The defender-insider-attacker structure is instantiated with the defender offering incentives and signaling harsh penalties to an insider, who chooses whether to leak topology information, amplifying attacker effectiveness.

• Numerical experiments validate that modeling the insider and applying deception significantly enhances defender utility (see Figure 7).
• Even when best-response zero points cannot be analytically solved, the hypergradient algorithm finds $\epsilon$-WDSEs, with error bounds tightly controlled by partition interval width (see Figure 8).
• The approach robustly scales as the number of attackers increases, with moderate increases in computation time.

  Figure 9: Defense against IA-FDI attack scenario; the defender’s deception signals reshape insider and attacker incentives.

  

  Figure 7: Utility degradation induced by ignoring the insider; explicit modeling significantly closes the utility gap.

  

  Figure 8: Quantitative relation between $\epsilon$ and the gap interval $I_1$ when computing $\epsilon$-WDSE.

Implications and Theoretical Advancements

This research advances the intersection of game theory, adversarial machine learning, and cyber-physical security by:

• Establishing formal links between hierarchical deception equilibria and robust (hyper-)Nash formulations in multi-agent systems with cognitive heterogeneity.
• Providing a unified framework and efficient algorithm that generalizes classical Stackelberg games to settings with insiders and set-valued best-responses.
• Enabling robust strategy synthesis for defenders operating in adversarial and partially observable environments, with theoretical guarantees for both existence and computational convergence.

The insights are directly applicable to automated defense resource allocation, contract/mechanism design in the presence of internal threats, and information structure design in adversarial networks.

Conclusion

This work constructs a comprehensive theoretical and algorithmic pipeline for three-party security games with strategic deception.
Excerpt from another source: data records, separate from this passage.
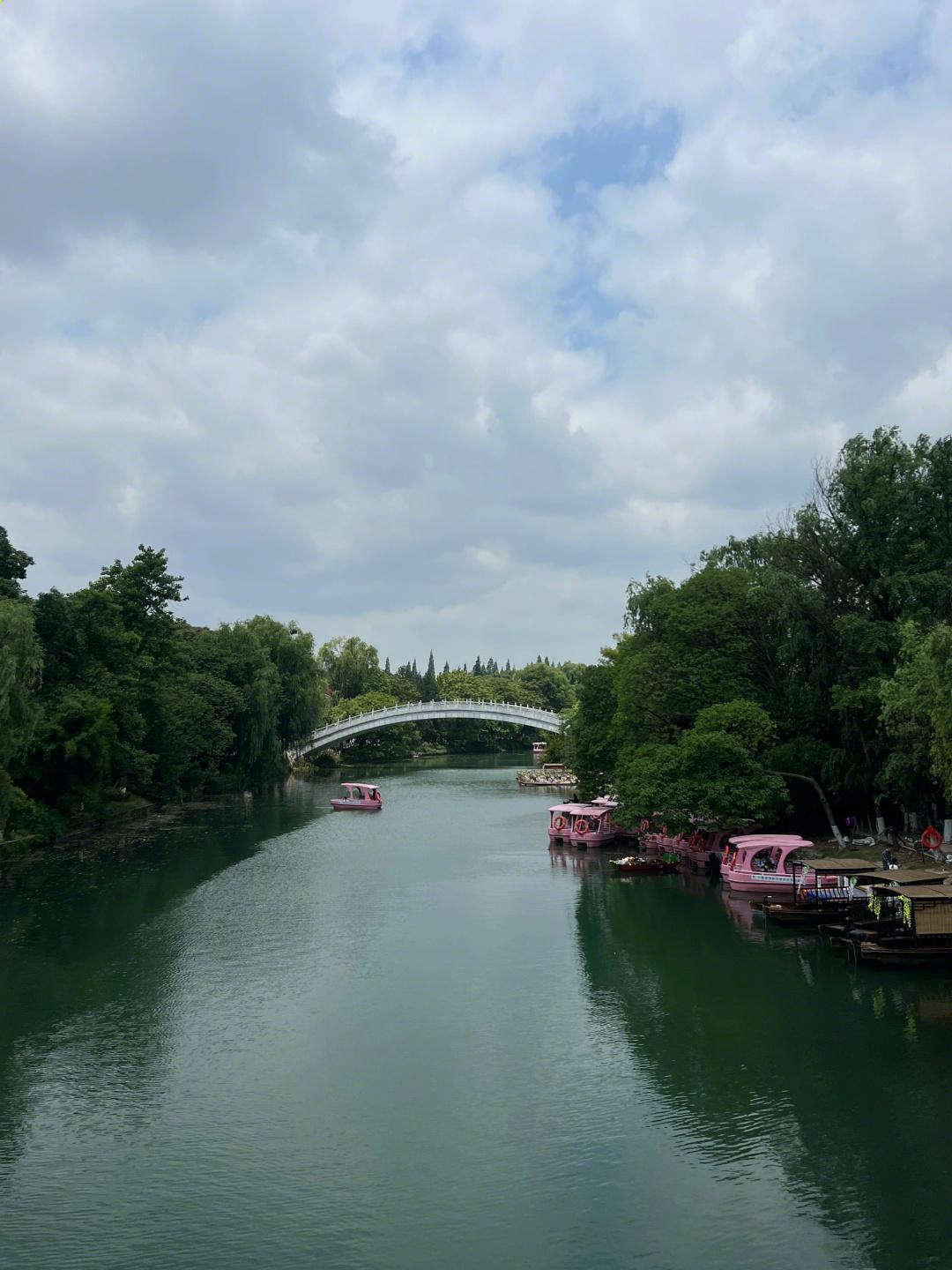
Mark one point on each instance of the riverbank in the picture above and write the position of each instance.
(271, 1034)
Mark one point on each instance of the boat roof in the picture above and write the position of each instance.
(906, 877)
(942, 893)
(579, 808)
(844, 866)
(746, 840)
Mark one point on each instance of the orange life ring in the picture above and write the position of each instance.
(932, 839)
Sufficient and necessary conditions guarantee when a hierarchical optimal deception strategy remains robust under follower autonomy. The hypergradient-based algorithm addresses both theoretical computability and practical tractability in high-dimensional settings. Extensive application results in wireless and power grid security validate these contributions, highlighting the imperative of modeling insider complexity and information manipulation. Future work may expand to polyhedral feasible sets and continuous deception parameter domains, further broadening applicability to cascading multi-agent security architectures.